Detailed coverage of invasive species threatening livelihoods and the environment worldwide

Abstract

An in vitro assessment of the potential antidiabetic activity and cytotoxic effects of ethanolic and aqueous extracts from three invasive Australian acacias.

Abstract

Acacia cyclops, Acacia saligna and Acacia mearnsii are characterized as prolific invasive alien plants (IAPs) presenting a substantial ecological and economic burden on South Africa. While conventionally these species are perceived as weeds having little value, this study attempts to demonstrate their respective potential as a phytomedicinal resource in the treatment of type 2 diabetes - thereby incentivizing their eradication. Moreover, this study aimed to assess the antidiabetic and cytotoxic effects of extracts from these three invasive Australian acacias in vitro.

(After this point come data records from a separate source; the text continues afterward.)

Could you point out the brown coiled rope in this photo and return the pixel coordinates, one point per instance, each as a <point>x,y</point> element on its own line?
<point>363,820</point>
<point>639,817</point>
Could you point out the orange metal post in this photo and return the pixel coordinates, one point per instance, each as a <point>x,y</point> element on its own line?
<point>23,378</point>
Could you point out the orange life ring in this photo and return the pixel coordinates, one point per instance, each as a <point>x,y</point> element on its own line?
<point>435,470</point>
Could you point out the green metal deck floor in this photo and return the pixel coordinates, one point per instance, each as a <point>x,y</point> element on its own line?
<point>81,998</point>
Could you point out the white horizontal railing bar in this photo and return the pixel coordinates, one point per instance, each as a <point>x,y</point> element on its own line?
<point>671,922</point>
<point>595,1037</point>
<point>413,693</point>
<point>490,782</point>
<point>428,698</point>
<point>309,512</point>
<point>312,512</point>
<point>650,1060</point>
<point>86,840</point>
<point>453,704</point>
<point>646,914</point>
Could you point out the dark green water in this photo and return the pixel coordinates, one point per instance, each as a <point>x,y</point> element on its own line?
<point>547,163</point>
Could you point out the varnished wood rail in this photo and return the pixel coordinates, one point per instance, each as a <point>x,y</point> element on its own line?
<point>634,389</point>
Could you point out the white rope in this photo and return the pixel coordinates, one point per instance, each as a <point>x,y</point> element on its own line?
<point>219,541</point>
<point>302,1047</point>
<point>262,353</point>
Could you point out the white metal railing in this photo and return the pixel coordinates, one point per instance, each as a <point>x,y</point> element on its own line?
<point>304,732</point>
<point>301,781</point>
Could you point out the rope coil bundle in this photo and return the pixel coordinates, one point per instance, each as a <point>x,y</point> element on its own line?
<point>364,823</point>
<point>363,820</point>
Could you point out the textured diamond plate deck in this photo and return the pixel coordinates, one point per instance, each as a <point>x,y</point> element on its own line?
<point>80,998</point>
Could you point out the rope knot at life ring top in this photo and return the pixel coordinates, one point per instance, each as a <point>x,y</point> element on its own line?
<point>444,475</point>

The α-glucosidase and α-amylase activities of ethanolic and aqueous extracts derived from aerial tissues of A. cyclops, A. saligna, and A. mearnsii were investigated, followed by a cytotoxicity assessment using Hoechst 33342-Propidium Iodide (PI) dual staining and quantitative fluorescence microscopy on the human colon (Caco-2) cell line. Of the extracts screened, A. saligna ethanolic bark demonstrated the highest inhibitory activity against α-amylase and α-glucosidase with an IC50 of 10.45 ± 3.79 μg/ml and 2.35 ± 0.61 μg/ml followed by leaf extract depicting strong α-glucosidase (IC50 of 3.64 ± 1.59 μg/ml) and moderate α-amylase (IC50 of 17.67 ± 3.84 μg/ml) inhibition. The IC50 values of all extracts were significantly (p < 0.05) lower than Acarbose (IC50 of 330.71 ± 28.36 μg/ml) and Epigallocatechin gallate (IC50 of 68.2 ± 8.34 μg/ml). All extracts were found to be nontoxic at test concentrations on Caco-2 cells as confirmed by Hoescht 33342-PI dual staining. Overall, the findings presented in this study provide the first concurrent account of three invasive Acacias in South Africa reporting on their potential as an alternative therapeutic option for the treatment of type 2 diabetes.